I'm going through some vibration theory and I need to represent the equations in state space for vibration control.

The main forced general equation of motion is:

$$\mathbf{M{\ddot q}+{\Omega_c}G{\dot q}+{[K_b+K_m-\Omega_c^2K_\Omega]q}=T(t)+F(t)}$$

• $K_b$: bearing stiffness symmetrical matrix
• $K_m$: mess stiffness matrix
• $K_\Omega$: diagonal centripetal stiffness matrix
• $T$: applied external torque
• $F$: static transmission error excitation
• $q$: the vector with the traslation and rotational coordinates for the sun,ring and carrier

If I'm not mistaken, for this equation the input variables would be the forces $F(t)$ and $T(t)$ plus the $q$ terms, which would form the $B$ matrix and $u$ input vector in state space form.

But for the free vibrations I have the equation:

$$\mathbf{M{\ddot q}+{[K_b+K_m]q}=0}$$

Would the input variables in this case just be equal to zero? and the output variables just $\mathbf{{\ddot q}} $ ? I'm also trying to code this into Matlab and Maple, which can directly get me the state space form of really long equations by just inputting the equation, input variables and output variables.

Answer 1

Karlo mentioned to use the state space of $[q,\dot{q}]^T$ this allows you to write the system as a first order differential equation of state space. If $X$ were the state space, you could write $\dot{X} = f(X)$. As far as the work you need to do, you write that

$$ X = \begin{bmatrix} q\\ \dot{q}\end{bmatrix} $$

the derivative of $\frac{dq}{dt}=\dot{q}$ which is part of X and $\frac{d\dot{q}}{dt}=\ddot{q}$ which can be solved for algebraically in the ODE.

$$ \frac{dX}{dt} = \begin{bmatrix} \dot{q}\\ KM^{-1}q \end{bmatrix} $$

for the undamped system. If you intend on using a numerical solver in matlab (maybe ode45) it would look something like this assuming all your system parameters are defined as matrices with similar names and IC is the initial condition and tmin and tmax are time bounds you're interested in for a solution.

dxdt = @(x) [x(2); M\K*x(1)];
[q,t] = ode45(dxdt, [tmin, tmax], IC);

ode45 specifically expects this form: where the first parameter is a vector that is the derivative of a coordinate/state space vector.
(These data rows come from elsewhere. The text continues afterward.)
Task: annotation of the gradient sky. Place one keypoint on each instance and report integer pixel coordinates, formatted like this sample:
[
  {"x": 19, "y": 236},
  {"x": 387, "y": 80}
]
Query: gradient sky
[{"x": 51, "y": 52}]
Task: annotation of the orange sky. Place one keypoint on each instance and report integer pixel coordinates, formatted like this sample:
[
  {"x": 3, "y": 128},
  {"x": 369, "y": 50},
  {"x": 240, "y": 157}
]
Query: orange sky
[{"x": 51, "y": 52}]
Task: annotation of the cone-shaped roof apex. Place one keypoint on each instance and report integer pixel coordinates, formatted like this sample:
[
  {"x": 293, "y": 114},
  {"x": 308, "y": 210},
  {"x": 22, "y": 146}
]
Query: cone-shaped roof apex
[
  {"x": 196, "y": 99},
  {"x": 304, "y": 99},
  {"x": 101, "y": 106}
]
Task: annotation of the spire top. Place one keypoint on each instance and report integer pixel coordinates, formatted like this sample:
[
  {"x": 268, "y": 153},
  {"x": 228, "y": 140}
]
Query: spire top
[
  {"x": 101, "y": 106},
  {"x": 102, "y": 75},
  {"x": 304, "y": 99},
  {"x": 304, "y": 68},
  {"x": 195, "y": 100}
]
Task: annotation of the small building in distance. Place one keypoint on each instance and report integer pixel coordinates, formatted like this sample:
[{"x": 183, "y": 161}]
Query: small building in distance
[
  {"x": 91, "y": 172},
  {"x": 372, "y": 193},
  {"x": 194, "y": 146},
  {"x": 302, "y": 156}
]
Notice we would have the same code if we instead used something that wasn't second order by notation, but the condition that $\dot{s}=t$ makes it second order.

$$ \frac{dX}{dt} = \frac{d}{dt}\begin{bmatrix} s \\ t \end{bmatrix} = \begin{bmatrix} t \\ KM^{-1}s \end{bmatrix} $$

Using this technique, we can write any system that is a Nth order differential equation as a first order equation of an Nth order state space.
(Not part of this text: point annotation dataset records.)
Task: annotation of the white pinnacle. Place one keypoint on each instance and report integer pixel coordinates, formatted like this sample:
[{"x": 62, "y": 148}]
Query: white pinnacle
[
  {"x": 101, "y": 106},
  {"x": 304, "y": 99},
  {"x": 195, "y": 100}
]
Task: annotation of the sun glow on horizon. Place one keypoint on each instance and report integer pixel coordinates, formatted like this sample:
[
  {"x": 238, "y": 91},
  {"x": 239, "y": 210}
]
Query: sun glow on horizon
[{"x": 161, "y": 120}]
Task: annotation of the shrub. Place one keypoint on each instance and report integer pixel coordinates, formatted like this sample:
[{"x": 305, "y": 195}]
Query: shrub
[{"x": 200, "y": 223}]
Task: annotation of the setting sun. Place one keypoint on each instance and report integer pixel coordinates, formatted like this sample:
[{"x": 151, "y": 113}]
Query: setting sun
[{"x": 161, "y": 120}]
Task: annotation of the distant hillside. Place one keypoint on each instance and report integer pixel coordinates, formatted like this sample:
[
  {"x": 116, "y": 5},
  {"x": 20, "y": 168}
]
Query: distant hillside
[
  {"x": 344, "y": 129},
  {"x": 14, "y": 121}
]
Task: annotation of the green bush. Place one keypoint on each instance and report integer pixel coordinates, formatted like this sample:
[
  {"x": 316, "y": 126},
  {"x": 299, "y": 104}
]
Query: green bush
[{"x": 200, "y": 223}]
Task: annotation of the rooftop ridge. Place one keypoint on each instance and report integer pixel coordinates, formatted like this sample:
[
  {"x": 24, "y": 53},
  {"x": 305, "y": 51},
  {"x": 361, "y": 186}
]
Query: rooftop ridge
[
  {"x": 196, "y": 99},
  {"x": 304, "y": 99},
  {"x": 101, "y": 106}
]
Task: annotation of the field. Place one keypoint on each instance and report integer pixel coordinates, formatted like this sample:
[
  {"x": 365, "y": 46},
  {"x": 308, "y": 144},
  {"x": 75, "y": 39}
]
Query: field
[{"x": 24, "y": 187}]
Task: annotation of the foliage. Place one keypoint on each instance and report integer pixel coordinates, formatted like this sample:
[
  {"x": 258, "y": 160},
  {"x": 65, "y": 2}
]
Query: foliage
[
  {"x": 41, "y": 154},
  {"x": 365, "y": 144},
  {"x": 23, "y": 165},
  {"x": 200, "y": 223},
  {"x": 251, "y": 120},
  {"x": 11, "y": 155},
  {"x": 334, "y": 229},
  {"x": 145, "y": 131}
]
Edit: After seeing your most recent comment, your state space could be written as: $$ X = \begin{bmatrix} x\\y\\u \\ \dot{x}\\\dot{y}\\\dot{u}\end{bmatrix} $$

I think I misunderstood what you meant by using matlab and maple. Your inputs are known\controlled values, so $F(t)$ and $T(t)$ along with the system parameters, like $K$, outputs are system behavior, like $x,y,u$ and their derivatives, what you don't know upon the formulation of the equation, but you don't need maple to construct the equation for you, it's just the ones you find from the algebra.

Lastly, I somehow didn't notice your controller forces $T(t)$ and $F(t)$ and didn't write them into the first parameter of the solver, but those can be written in as well, as they are. It would just be that $\ddot{q}=M^{-1}(Kq-T(t)-F(t))$.